Asiawire.id, Jakarta – Pergerakan mata uang global bergejolak pada perdagangan Senin (2/3/2026) setelah meningkatnya ketegangan geopolitik di Timur Tengah menyusul serangan militer Amerika Serikat dan Israel ke Iran yang dilaporkan menewaskan Pemimpin Tertinggi Iran, Ali Khamenei.
Eskalasi konflik tersebut memicu lonjakan permintaan aset lindung nilai (safe haven), mendorong penguatan dolar Amerika Serikat dan franc Swiss, sementara sejumlah mata uang utama lainnya mengalami tekanan.
Franc Swiss sempat menguat hingga 0,4% ke level 0,7661 per dolar AS dan melonjak 0,6% terhadap euro ke posisi 0,9030, yang menjadi level terkuat sejak 2015, sebelum akhirnya memangkas sebagian penguatan. Pergerakan ini mencerminkan meningkatnya kehati-hatian investor di tengah risiko konflik berkepanjangan di kawasan Timur Tengah.
Di saat yang sama, pasar energi langsung bereaksi terhadap potensi gangguan pasokan global.

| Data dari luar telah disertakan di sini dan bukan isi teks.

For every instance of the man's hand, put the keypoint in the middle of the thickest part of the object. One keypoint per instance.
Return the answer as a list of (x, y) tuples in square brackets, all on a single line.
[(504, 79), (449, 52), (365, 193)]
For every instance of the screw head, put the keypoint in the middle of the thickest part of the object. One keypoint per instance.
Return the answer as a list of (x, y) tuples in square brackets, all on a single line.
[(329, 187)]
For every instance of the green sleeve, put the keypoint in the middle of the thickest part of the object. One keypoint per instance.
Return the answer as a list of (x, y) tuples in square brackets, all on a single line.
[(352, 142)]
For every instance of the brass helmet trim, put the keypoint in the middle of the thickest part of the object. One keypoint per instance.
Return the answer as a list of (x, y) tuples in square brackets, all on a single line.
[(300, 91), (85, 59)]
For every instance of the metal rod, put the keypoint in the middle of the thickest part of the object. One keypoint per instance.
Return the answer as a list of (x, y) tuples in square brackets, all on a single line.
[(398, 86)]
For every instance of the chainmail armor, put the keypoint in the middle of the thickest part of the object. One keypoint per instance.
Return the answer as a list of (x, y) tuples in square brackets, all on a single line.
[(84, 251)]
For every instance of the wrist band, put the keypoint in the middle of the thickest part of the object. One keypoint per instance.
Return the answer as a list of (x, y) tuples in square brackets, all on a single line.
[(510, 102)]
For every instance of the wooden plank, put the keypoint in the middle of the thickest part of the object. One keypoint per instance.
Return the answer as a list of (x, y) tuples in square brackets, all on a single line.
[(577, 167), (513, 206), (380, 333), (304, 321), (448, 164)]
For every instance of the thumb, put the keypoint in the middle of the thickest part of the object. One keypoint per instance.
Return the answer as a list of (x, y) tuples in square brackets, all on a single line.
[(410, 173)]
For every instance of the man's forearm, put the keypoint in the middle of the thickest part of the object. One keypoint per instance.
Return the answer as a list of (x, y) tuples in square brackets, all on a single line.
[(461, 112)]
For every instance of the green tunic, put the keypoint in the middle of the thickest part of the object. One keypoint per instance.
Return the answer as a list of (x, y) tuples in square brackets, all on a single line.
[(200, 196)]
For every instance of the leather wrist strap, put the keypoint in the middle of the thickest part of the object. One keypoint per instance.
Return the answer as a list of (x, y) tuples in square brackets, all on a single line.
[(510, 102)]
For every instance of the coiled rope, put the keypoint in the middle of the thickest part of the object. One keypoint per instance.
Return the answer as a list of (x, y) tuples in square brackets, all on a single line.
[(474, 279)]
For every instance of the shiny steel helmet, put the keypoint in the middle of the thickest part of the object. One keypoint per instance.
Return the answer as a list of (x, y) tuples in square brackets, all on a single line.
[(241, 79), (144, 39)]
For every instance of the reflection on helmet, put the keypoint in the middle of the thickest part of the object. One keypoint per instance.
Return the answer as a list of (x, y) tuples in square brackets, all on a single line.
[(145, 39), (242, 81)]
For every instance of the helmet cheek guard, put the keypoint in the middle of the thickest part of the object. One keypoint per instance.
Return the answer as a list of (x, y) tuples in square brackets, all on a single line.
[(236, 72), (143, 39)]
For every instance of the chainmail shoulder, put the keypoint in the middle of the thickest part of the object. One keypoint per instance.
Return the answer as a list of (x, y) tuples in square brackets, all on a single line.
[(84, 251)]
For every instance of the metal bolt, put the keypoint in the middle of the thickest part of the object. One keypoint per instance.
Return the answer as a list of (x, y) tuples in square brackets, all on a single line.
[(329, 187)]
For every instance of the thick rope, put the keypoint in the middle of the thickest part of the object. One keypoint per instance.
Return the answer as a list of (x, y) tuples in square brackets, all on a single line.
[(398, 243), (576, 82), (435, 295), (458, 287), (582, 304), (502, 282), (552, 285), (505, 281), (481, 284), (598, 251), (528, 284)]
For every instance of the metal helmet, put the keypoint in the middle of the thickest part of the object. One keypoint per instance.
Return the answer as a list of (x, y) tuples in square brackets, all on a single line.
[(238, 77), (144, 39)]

Harga minyak dunia melonjak sekitar 9% pada awal perdagangan Asia, terutama akibat kekhawatiran terhadap stabilitas jalur perdagangan energi melalui Selat Hormuz yang menjadi rute utama distribusi minyak global.

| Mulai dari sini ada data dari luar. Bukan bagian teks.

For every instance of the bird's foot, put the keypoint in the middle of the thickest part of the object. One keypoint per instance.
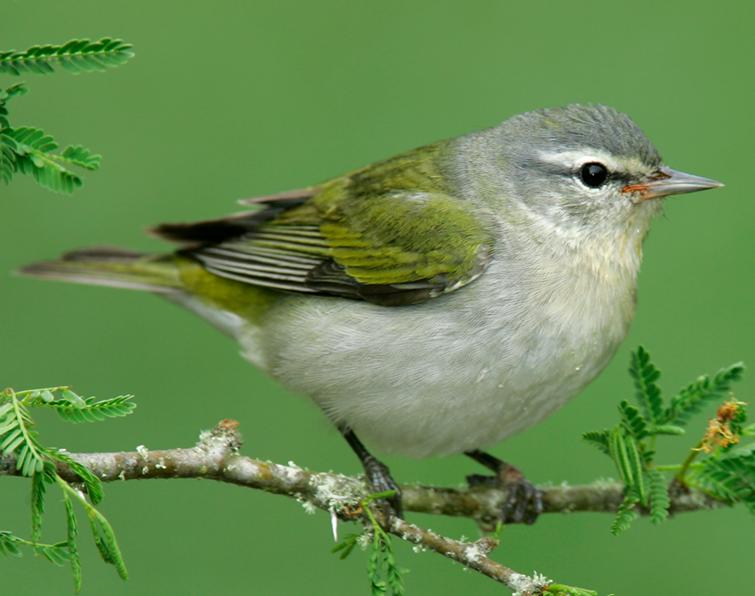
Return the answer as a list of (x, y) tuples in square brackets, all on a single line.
[(524, 501), (379, 480)]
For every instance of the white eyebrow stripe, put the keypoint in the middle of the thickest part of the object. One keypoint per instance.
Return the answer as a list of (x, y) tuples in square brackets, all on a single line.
[(574, 158)]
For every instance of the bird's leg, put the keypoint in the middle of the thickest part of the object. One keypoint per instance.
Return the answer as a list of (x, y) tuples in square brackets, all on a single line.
[(524, 502), (378, 475)]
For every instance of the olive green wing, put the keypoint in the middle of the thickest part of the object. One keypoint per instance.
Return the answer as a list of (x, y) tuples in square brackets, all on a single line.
[(390, 234)]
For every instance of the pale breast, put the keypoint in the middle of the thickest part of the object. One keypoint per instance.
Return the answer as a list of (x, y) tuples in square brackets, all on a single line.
[(459, 372)]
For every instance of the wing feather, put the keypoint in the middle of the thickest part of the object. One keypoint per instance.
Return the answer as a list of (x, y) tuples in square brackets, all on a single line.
[(392, 233)]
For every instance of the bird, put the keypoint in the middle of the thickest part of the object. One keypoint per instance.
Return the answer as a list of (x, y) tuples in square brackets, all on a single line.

Mata Uang Eropa Tertekan, Mata Uang Asia-Pasifik Ikut Melemah
Euro tercatat melemah 0,3% ke level US$1,1784, sementara poundsterling turun dengan persentase yang sama ke US$1,3451. Tekanan terhadap mata uang Eropa dipicu kekhawatiran gangguan pasokan energi, terutama saat kawasan tersebut memasuki periode pengisian ulang cadangan gas.
Pelaku pasar menilai Eropa berada pada posisi rentan karena ketergantungan energi impor masih tinggi di tengah kondisi persediaan yang relatif terbatas.
Yen Jepang sempat menguat pada awal perdagangan, namun berbalik melemah 0,2% ke level 156,235 per dolar AS. Pelemahan terjadi setelah pasar mempertimbangkan dampak lonjakan harga energi terhadap biaya impor Jepang serta implikasinya terhadap kebijakan moneter.
Analis Morgan Stanley MUFG memperkirakan peluang kenaikan suku bunga oleh Bank of Japan dalam waktu dekat semakin terbatas seiring meningkatnya ketidakpastian ekonomi global.
Sementara itu, dolar Australia yang sensitif terhadap sentimen risiko global sempat merosot hingga 1,2% sebelum memangkas pelemahan dan diperdagangkan turun 0,3% di level US$0,7096. Dolar Selandia Baru juga melemah 0,2% menjadi US$0,5979.
Di Asia, yuan offshore China melemah tipis 0,1% ke posisi 6,868 per dolar AS setelah bank sentral China menetapkan kurs acuan harian yang lebih lemah guna menahan penguatan mata uang domestik terhadap dolar. China diketahui merupakan importir energi terbesar dunia sekaligus pembeli utama minyak Iran.
Ketidakpastian Geopolitik Tekan Pasar
Militer Israel menyatakan operasi militer masih berlanjut dengan sejumlah target strategis yang belum diselesaikan, meskipun opsi pengerahan pasukan darat belum diputuskan.
Presiden Amerika Serikat Donald Trump menyebutkan bahwa kampanye militer tersebut berpotensi berlangsung hingga empat minggu, meningkatkan kekhawatiran pasar terhadap konflik berkepanjangan.
Dengan lonjakan harga energi dan meningkatnya risiko geopolitik global, pelaku pasar memperkirakan volatilitas pasar valuta asing masih akan tinggi dalam beberapa waktu ke depan, terutama apabila konflik meluas dan mengganggu distribusi energi utama dunia.